From a public health perspective, the implications of our findings are of considerable consequence. First, clinical practice tends to underestimate moderate–severe NVP cases. Second, the tapering of therapy over time reflects the natural history of NVP and supports both the safety and feasibility of pharmacologic treatment. Third, different dosage and symptom duration underscores the need for tailored treatment regimens. The limitations of this study include the absence of a control group without therapy, potential recall bias in the reporting of symptom onset, and incomplete data on dietary intake and quality-of-life parameters. In addition, despite the large sample in our study, severe NVP cases were only twenty, and this limited the generalizability of our conclusion for the severe NVP form. Additional prospective studies with biochemical markers, dietary evaluation, and neonatal outcomes will be required to characteristically describe the impact of therapy adherence in maternal–fetal well-being. Specifically, studies are also needed for the severe NVP form.
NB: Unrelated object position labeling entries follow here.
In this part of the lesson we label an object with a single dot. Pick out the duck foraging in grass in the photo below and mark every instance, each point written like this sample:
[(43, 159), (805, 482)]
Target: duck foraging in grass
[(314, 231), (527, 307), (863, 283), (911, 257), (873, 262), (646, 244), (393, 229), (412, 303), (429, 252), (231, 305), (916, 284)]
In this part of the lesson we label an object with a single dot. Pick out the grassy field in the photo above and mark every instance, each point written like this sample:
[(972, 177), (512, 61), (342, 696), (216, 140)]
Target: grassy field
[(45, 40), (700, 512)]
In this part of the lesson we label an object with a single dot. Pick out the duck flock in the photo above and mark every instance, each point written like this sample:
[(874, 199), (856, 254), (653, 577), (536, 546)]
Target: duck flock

Overall, this study offers a clinically relevant and accurate characterization of NVP management, highlighting symptom intensity. Moreover, it enlightens the central role of doxylamine–pyridoxine as first-line therapy and the dynamic, pregnancy-specific nature of treatment adherence. These findings support the need for improved provider education, thoughtful prescribing practices, and structured follow-up to optimize outcomes in pregnancy-related NVP. Considering the NVP impact on maternal quality of life, and its potential to produce maternal dehydration, malnourishment, as well as psychological distress in severe forms, early recognition and active management are necessary [30,31]. Correct counseling and correct screening, especially for multipara patients and early initiation of antiemetic treatment when indicated, are our recommendations [17,32]. Moreover, future studies are needed to assess the severe NVP forms and to evaluate the other factors that impact medical treatment.
5. Conclusions
Nausea and vomiting during pregnancy are common among Italian pregnant women and are typically mild to moderate in severity. Undertreatment remains frequent. Standardized assessment and early diagnosis are needed to ensure a correct intervention.